Amazon initially chose to use Oracle's database back in the late 1990's when they needed to scale during the dot com boom as it was the most viable option that could handle the transactional volumes. Oracle's shared everything, vertically scalable relational database approach had significant strengths and was an excellent choice at that time.
However, in technology years, that was a very long time ago. Internet demands have pushed architectures towards distributed computing/horizontal scalability. Companies like Google, Facebook, Netflix, etc. have developed approaches for massive scaling. Open source is fueling innovation that rivals proprietary approaches. With the growth of specialized approaches for different data challenges, Oracle's dominance has been declining and Amazon's ability to extricate itself from 88% of its Oracle databases highlights this. What likely remains at Amazon is within Oracle's stronghold -- high volume, mission critical, transactional systems. It will be interesting to see how Amazon progresses through that space, but given their technical acumen and vast resources, I wouldn't bet against them.

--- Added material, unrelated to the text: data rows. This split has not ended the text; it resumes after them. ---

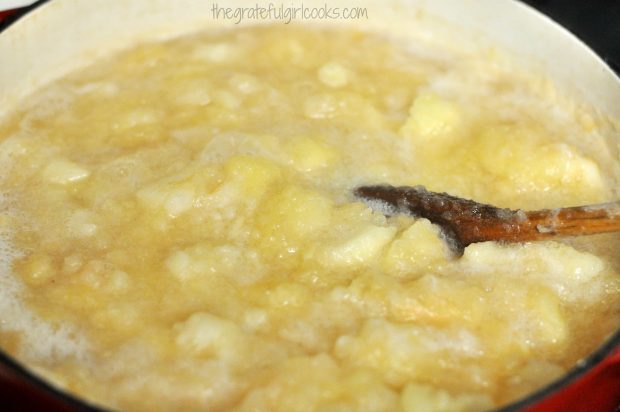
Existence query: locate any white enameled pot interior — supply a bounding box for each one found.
[0,0,620,408]
[0,0,620,119]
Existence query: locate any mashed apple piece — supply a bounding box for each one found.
[0,26,620,412]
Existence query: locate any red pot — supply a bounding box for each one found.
[0,0,620,412]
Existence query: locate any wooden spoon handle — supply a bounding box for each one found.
[355,186,620,254]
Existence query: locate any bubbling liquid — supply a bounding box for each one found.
[0,26,620,412]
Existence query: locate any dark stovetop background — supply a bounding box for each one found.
[523,0,620,73]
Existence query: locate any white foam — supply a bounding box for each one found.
[0,193,88,365]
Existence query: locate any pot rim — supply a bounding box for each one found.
[0,0,620,412]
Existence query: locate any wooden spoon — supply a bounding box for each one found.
[354,185,620,256]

While not in the headlines at the moment, the high volume, mission critical, transactional issue has been wrestled with and solved elsewhere. It is just a matter of time until Oracle begins to feel significant pressure in its database business. At Oracle HQ, they know it. It is why they are trying to push the field to incent as many customers as possible to buy on-premise Exadata systems or to move to their DBaaS "Autonomous" offering.

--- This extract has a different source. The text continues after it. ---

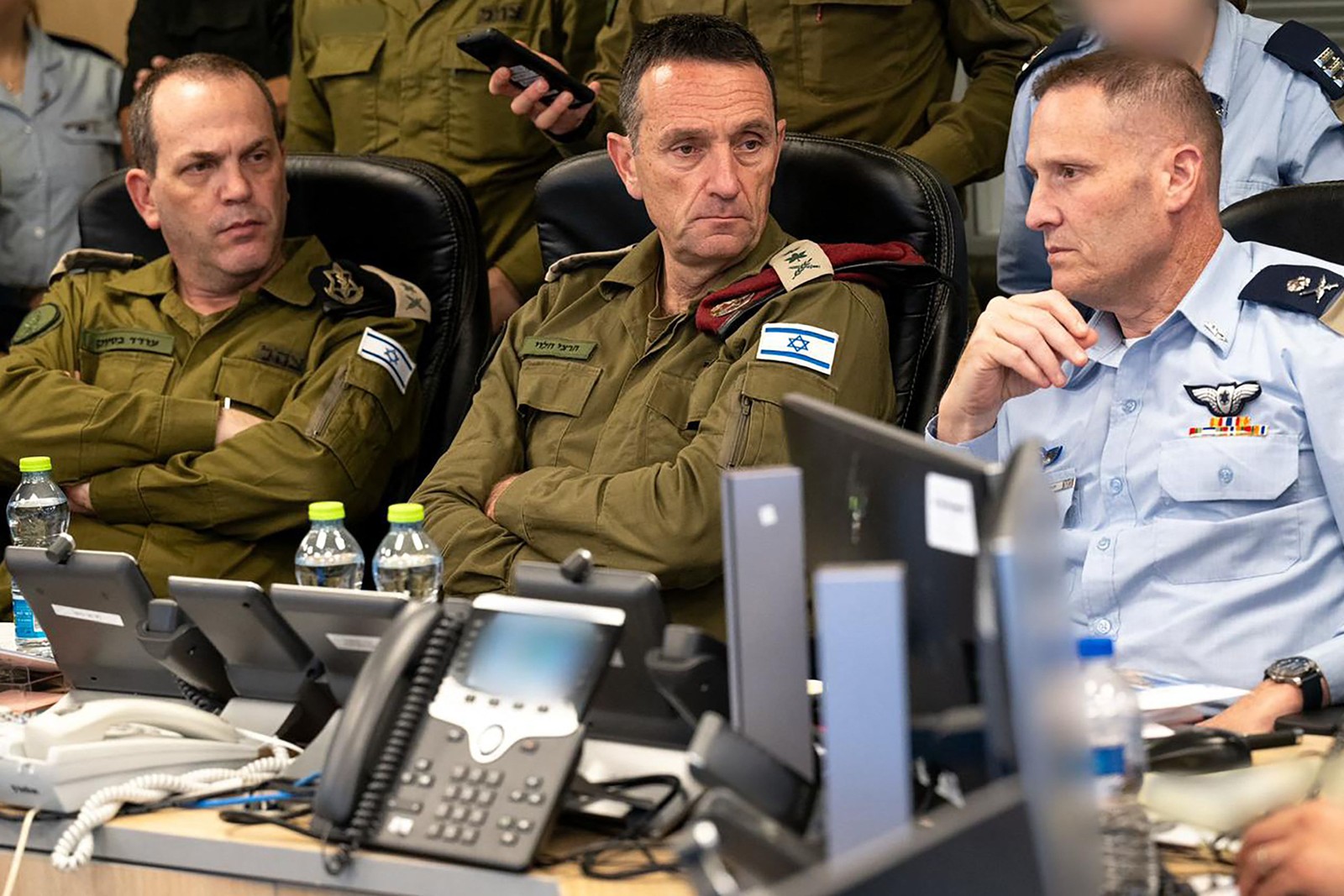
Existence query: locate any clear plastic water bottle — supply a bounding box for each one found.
[294,501,365,589]
[374,504,444,600]
[5,457,70,654]
[1078,638,1160,896]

Oracle is in a race against time to try and lock in as many customers as possible. All of LE's statements are designed to try and make customers believe that what competitors are offering isn't good enough for "real" business needs. It's totally marketing and, at best, only contains a grain of truth, but that is exactly what LE does. All he needs to do is hold onto enough customers and their revenue stream in order to feed his ego and lifestyle.
This post was taken from another thread ( @W4Oag1Y-dnv ). Thought the OP made sam valid points.